Inspiration
Through my sister, I've seen firsthand the struggles that come with managing epilepsy every single day. Seizures rarely come from a single obvious cause; they come from small things stacking up over time, and most existing tools do almost nothing to surface that before it becomes a problem.
Frustrated and motivated, we wanted to build something that fit into a real person's day without demanding attention, something that quietly tracked what mattered and said something useful when it did. We wanted to build something my sister could actually use without feeling overwhelmed.
What it does
epi is an iOS app and iMessage interface that tracks the health signals most relevant to seizure risk: sleep quality, heart rate, movement patterns, and medication adherence. It combines them into a continuously updated risk score and surfaces insights in plain language without requiring the user to do much of anything.
Open the app, and you see your current risk level, the signals driving it, and an automatically generated summary of what your data actually means. The system passively collects through HealthKit and CoreMotion, updates the risk model in real time, and generates new insights as conditions change.
There's also a conversational layer built directly into iMessage, where users can check in, ask questions, or just get a quick read on how they're doing. It's grounded in the same live data the risk engine uses, not a generic chatbot wrapper.
Miss a medication dose, and the risk score adjusts. Sleep poorly three nights in a row, and that factors in too. The goal was a system that feels reactive and honest, rather than passive. A system that learns from you to predict when you will have a seizure, and works with you to prevent that.
Impact
65 million people worldwide are affected by epilepsy. A lot of seizures that could have been avoided are caused by not taking medicine, and most of the time, people don't mean to do it. We have tried and seen firsthand how the tools that are available don't do enough to fill that gap.
Apps right now are either too clinical to use all the time or too shallow to be of any real use. epi tries to find a middle ground between those two: it is passive enough not to be a burden, but specific enough to matter when the risk is high. It's an app with a dashboard and metrics when you need it, and a friendly companion in iMessages when you need that!
Innovation
Dual interaction model. Most epilepsy apps are purely passive. You log things, you look at charts. epi has both a dashboard and a conversational interface, so users can engage with their own health data however makes sense in the moment.
Calculating risk in real time. The risk score changes automatically when new data comes in. It changes if you miss a dose. It changes when you don't sleep well. A strange pattern of movement changes it. Signals are not just shown next to each other; they are weighted and combined.
Gemini-powered physiological summarization, informed by OpenTSLM. Instead of surfacing raw numbers or generic tips, we use Gemini on the backend to generate specific, readable memories from the raw multimodal time series data. The Stanford Spezi Lab's OpenTSLM preprint shaped how we structured our physiological inputs and approached clinical time series reasoning.
Most tools treat each signal in isolation. Through epi, our multimodal approach treats them as a system. Sleep, medication, heart rate, and activity all interact, and the risk engine, generated memories, and warnings all reflect that.
Functionality and Design
A recorded demonstration of our entire application is linked in the video demo link section.
Code Complexity/Organization
Our code is consolidated into four repositories: Website, App, iMessage presence, and OpenTSLM.

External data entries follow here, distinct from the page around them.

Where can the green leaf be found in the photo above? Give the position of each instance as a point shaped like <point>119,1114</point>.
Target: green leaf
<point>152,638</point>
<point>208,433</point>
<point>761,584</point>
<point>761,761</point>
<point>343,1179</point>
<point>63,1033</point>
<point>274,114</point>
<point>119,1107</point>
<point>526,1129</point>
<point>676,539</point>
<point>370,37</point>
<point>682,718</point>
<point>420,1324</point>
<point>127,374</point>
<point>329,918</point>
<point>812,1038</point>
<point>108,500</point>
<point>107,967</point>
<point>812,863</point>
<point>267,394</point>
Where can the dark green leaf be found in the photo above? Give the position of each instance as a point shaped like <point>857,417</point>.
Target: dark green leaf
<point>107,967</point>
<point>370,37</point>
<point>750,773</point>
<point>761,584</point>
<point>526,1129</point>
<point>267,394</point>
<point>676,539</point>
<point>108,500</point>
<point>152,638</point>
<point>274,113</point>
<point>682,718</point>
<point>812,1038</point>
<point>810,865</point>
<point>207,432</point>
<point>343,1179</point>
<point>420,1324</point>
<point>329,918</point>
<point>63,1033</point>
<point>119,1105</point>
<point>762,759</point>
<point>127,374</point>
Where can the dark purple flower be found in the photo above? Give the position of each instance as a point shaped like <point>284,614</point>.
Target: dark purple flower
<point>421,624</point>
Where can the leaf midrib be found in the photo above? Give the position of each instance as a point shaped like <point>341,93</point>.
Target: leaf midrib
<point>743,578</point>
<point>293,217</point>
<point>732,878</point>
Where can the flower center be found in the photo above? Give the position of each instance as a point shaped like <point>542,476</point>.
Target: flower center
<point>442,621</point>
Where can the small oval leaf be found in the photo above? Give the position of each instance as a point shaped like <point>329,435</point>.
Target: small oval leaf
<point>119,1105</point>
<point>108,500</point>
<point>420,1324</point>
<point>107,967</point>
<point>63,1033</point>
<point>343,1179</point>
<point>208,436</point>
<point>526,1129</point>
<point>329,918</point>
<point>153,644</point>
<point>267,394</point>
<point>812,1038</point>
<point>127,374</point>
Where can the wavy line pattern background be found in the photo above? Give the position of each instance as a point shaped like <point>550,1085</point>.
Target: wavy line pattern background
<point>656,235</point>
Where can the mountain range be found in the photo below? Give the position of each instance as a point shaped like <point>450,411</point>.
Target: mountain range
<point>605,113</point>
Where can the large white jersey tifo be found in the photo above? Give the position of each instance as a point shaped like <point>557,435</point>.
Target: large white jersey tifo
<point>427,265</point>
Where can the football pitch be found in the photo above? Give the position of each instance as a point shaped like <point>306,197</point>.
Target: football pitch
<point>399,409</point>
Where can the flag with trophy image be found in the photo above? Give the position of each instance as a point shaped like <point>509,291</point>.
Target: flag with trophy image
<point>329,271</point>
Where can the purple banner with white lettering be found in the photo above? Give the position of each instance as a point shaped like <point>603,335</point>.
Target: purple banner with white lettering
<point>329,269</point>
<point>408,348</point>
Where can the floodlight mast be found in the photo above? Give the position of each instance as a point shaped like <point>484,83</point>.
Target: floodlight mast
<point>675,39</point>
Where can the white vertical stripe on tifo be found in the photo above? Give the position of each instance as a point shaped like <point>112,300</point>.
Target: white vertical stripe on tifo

The core flow chart of our system can be seen in the project media section.
Challenges we ran into
HealthKit background delivery was harder than expected. Getting data to flow reliably when the app isn't active requires careful background mode configuration and debugging around edge cases in health data permissions. However, using the Spezi Modules, we were able to seamlessly integrate personal health data.
Structuring time series payloads for the OpenTSLM model was difficult to debug until it consistently produced an output of usable clinical memories. Prompt structure, data formatting, and how we represented temporal context all mattered more than we initially expected. The Llama model, model checkpoints, and custom transformer weights took several tries and references to public resources to get working effectively.
Designing the risk scoring model was as much a judgment call as a technical one. Deciding how to weight signals, heavily backed by research papers, as well as how to communicate uncertainty to the user honestly without making any bold claims, took a lot of consideration and iteration.
Because of the technical depth of our project, there was minimal time to put together explanations for our code and the Devpost submission itself, but we successfully managed to submit on time.
What we learned
Time series data is messy in practice. Missing values, irregular sampling intervals, and inconsistent HealthKit delivery windows all need to be handled before anything goes to a model. Preprocessing is not a footnote.
FastAPI was a strong choice for the inference API. The async support made handling concurrent requests straightforward, which matters when you're targeting real-time behavior.
What's next
- Letting a family member see the risk state with appropriate permissions would make epi meaningfully more useful for the people supporting someone with epilepsy day to day.
- The system currently operates on recent data. With enough history, it should be possible to surface personal triggers and patterns that aren't obvious from any single week.
- Apple Watch integration would let CoreMotion run continuously and open up additional physiological signals beyond what the phone alone can capture.
- A clean export or read-only view for neurologists would let epi feed into actual medical conversations rather than existing in parallel to them.